Wie sich eine menschliche Kultur bewegt, ob Rückschritt oder Fortschritt und gemeinsames Leben in kreativem Gleichgewicht herrscht (heute reden wir von ökologischer Ordnung), hängt logischerweise an dem, an was eine Kultur ihr Herz hängt, was sie verehrt. Wo in den Göttern nicht mehr die Natur oder kreative Wirklichkeit gegenwärtig ist und so dankend verehrt wird, sind die Kultopfer purer Selbstzweck, der nichts zur schöpferisch gerechten Lebensweise beiträgt. Und wenn heute einerseits nur noch oft gar kriegerische mittelalterliche Vorstellungen als Religion gelten, was dann zu deren völliger Ablehnung führt. Und wo die meisten naturwissenschaftlich aufgeklärten Menschen ihr Herz daher nur noch an kurzsichtigen Konsum oder ihr Kapital hängen und beispielsweise in ihrem Ballspiel, das den antiken Kulturen Werkzeug für die kosmischen Ordnung in Kultur war, junge Männer vergöttern, den Fußball“stars“ (Sternen, Vorbildern) Millionen opfern, kann dieser Kult mit Sicherheit die alte Aufgabe nicht erfüllen. Und dass Musik, Tanz und Theater, letztlich alles, was wir so oft staatlich als Kulturgut finanziert, zum kulturellen Zeitvertreib treiben, ähnlich wie bei den Maya zum rechten Leben im ökologischen Gefüge beitragen,  ist ebenso unvorstellbar.
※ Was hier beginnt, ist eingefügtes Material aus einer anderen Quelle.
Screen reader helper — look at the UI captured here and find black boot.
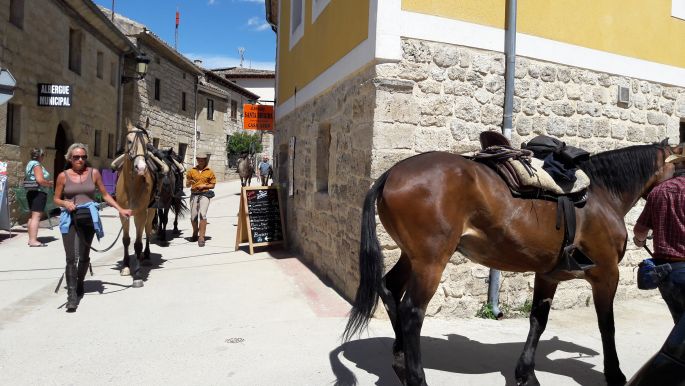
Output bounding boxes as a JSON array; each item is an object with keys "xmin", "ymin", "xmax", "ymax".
[
  {"xmin": 76, "ymin": 259, "xmax": 90, "ymax": 298},
  {"xmin": 64, "ymin": 264, "xmax": 78, "ymax": 312}
]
Niemand will zurück zu den antiken Vorstellungen und Lebensweisen. Doch der Hoch-kult führte auf der Stufe seiner Zeit genau zu dem, was heute die Intellektuellen als ganzheitliche ökologisch-humanistische Lebensweise sozialer Menschlichkeit so vergeblich predigen. Wenn diese gleichzeitig den in mittelalterlichen Vorstellungen gefangenen Kult ganz zu Recht als Gefahr für Freiheit und Fortschritt sehen, dann müssen sich die kulturellen Vorstellungen in aufgeklärter Weise verändern. Da keine Außerirdischen zu Hilfe kommen oder Engel  einfliegen, gibt es auch heute nur eine Lösung. Bei einem kreativen Wachstum, wie wir es seit dem Sternstaub beobachten und als Evolution beschreiben,  kann der Kult nicht im Gestern verharren, sondern muss sich im aufgeklärten Bewusstsein seiner Wurzeln weiter wandeln, erwachsen, verantwortlich, mündig werden.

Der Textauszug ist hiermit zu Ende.